Activist investor Carl Icahn’s big $50 million bet on Fannie Mae(FNMA) and Freddie Mac (FMCC) brings even bigger guns to the table for investors in the GSEs who want the mortgage giants to pay shareholder profits it owes.

Icahn acquired 6.8 million shares of Fannie and 5.7 million shares of Freddie from Fairholme Funds, court records show. Investor Bruce Berkowtiz of Fairholme also invested early on in the GSEs, and heavily.

Icahn, the billionaire investor head of Icahn Enterprises is known for buying big stakes in companies and then pushing for fundamental management change.

Icahn made the purchases March 11, when both stocks were down – Fannie down 31% and Freddie down 27%.

(Click on the two images below to see where the stocks listed March 11.)

This latest $50 million buy-in puts Icahn on the side of consumer advocate Ralph Nader, CapWealth Advisor CEO Tim Pagliara and dozens of GSE shareholders from 20 states.

The shareholders want recapitalization and their shares before any GSE reform, and only after that should various reform measures be considered.

That’s the position of Pagliara’s Investors Unite.
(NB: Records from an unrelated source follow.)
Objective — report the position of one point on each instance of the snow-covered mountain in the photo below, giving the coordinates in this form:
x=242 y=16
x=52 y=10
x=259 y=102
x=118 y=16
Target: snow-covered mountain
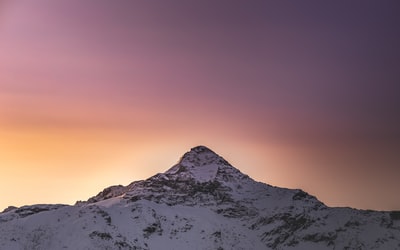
x=200 y=203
Investors Unite opposes the current terms of Fannie and Freddie’s bailout agreement with the government.

After Fannie Mae and Freddie Mac were bailed out during the financial crisis and placed into conservatorship, all profits were directed back to the U.S. Treasury.

Now that the full measure of the bailout has been paid back, investors who were put on hold want their stake and rights protected.

In doing this, Icahn is joining an investor campaign against a federal bureaucracy that has nationalized mortgages for the most part.

These investors believe that the government acted outside its aegis and powers when it made Fannie and Freddie remit its near monopolistic profits to the Treasury.